这里我们需要一种方法将输入查询与检索器、重新排序器和摘要生成器连接起来。我们可以通过定义一个特殊的InputComponent
来实现这一点,它允许我们将输入连接到多个下游模块。
from llama_index.postprocessor.cohere_rerank import CohereRerank
from llama_index.core.response_synthesizers import TreeSummarize
from llama_index.core.query_pipeline import InputComponent
retriever = index.as_retriever(similarity_top_k=5)
summarizer = TreeSummarize(llm=OpenAI(model="gpt-3.5-turbo"))
reranker = CohereRerank()
p = QueryPipeline(verbose=True)
p.add_modules(
{
"input": InputComponent(),
"retriever": retriever,
"summarizer": summarizer,
}
)
p.add_link("input", "retriever")
p.add_link("input", "summarizer", dest_key="query_str")
p.add_link("retriever", "summarizer", dest_key="nodes")
output = p.run(input="what did the author do in YC")

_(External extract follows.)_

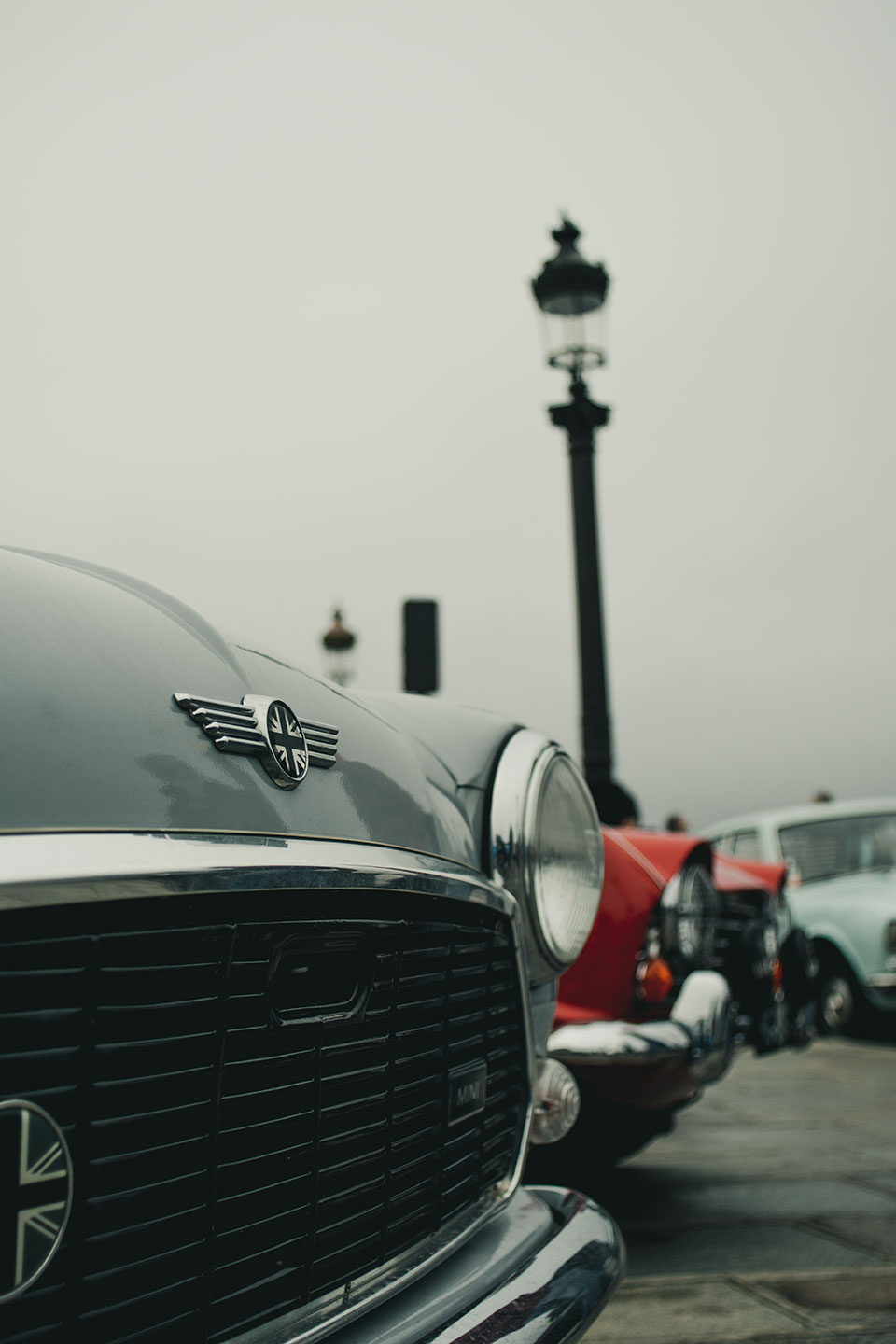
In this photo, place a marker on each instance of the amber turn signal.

> Running module input with input: input: what did the author do in YC > Running module retriever with input: input: what did the author do in YC > Running module summarizer with input: query_str: what did the author do in YC nodes: [NodeWithScore(node=TextNode(id_='86dea730-ca35-4bcb-9f9b-4c99e8eadd08', embedding=None, metadata={'file_path': '../data/paul_graham/paul_graham_essay.txt', 'file_name': 'paul_graham_essay.txt', 'file...
print(str(output))
The author worked on various projects at YC, including writing essays and working on YC's internal software. They also played a key role in the creation and operation of YC by funding the program with their own money and organizing a batch model where they would fund a group of startups twice a year. They provided support and guidance to the startups during a three-month intensive program and used their building in Cambridge as the headquarters for YC. Additionally, they hosted weekly dinners where experts on startups would give talks.
在查询管道中定义自定义组件¶
您可以轻松定义一个自定义组件。只需继承QueryComponent
类,实现验证/运行函数和一些辅助方法,然后将其插入即可。
让我们将第一个示例中与电影生成相关的提示+LLM链封装成一个自定义组件。
from llama_index.core.query_pipeline import (
CustomQueryComponent,
InputKeys,
OutputKeys,
)
from typing import Dict, Any
from llama_index.core.llms.llm import LLM
from pydantic import Field
class RelatedMovieComponent(CustomQueryComponent):
"""Related movie component."""
llm: LLM = Field(..., description="OpenAI LLM")
def _validate_component_inputs(
self, input: Dict[str, Any]
) -> Dict[str, Any]:
"""Validate component inputs during run_component."""
# NOTE: this is OPTIONAL but we show you here how to do validation as an example
return input
@property
def _input_keys(self) -> set:
"""Input keys dict."""
# NOTE: These are required inputs. If you have optional inputs please override
# `optional_input_keys_dict`
return {"movie"}
@property
def _output_keys(self) -> set:
return {"output"}
def _run_component(self, **kwargs) -> Dict[str, Any]:
"""Run the component."""
# use QueryPipeline itself here for convenience
prompt_str = "Please generate related movies to {movie_name}"
prompt_tmpl = PromptTemplate(prompt_str)
p = QueryPipeline(chain=[prompt_tmpl, llm])
return {"output": p.run(movie_name=kwargs["movie"])}
让我们来试试这个自定义组件吧!我们还会添加一个步骤,将输出转换为莎士比亚风格。
llm = OpenAI(model="gpt-3.5-turbo")
component = RelatedMovieComponent(llm=llm)
# let's add some subsequent prompts for fun
prompt_str = """\
Here's some text:
{text}
Can you rewrite this in the voice of Shakespeare?
"""
prompt_tmpl = PromptTemplate(prompt_str)
p = QueryPipeline(chain=[component, prompt_tmpl, llm], verbose=True)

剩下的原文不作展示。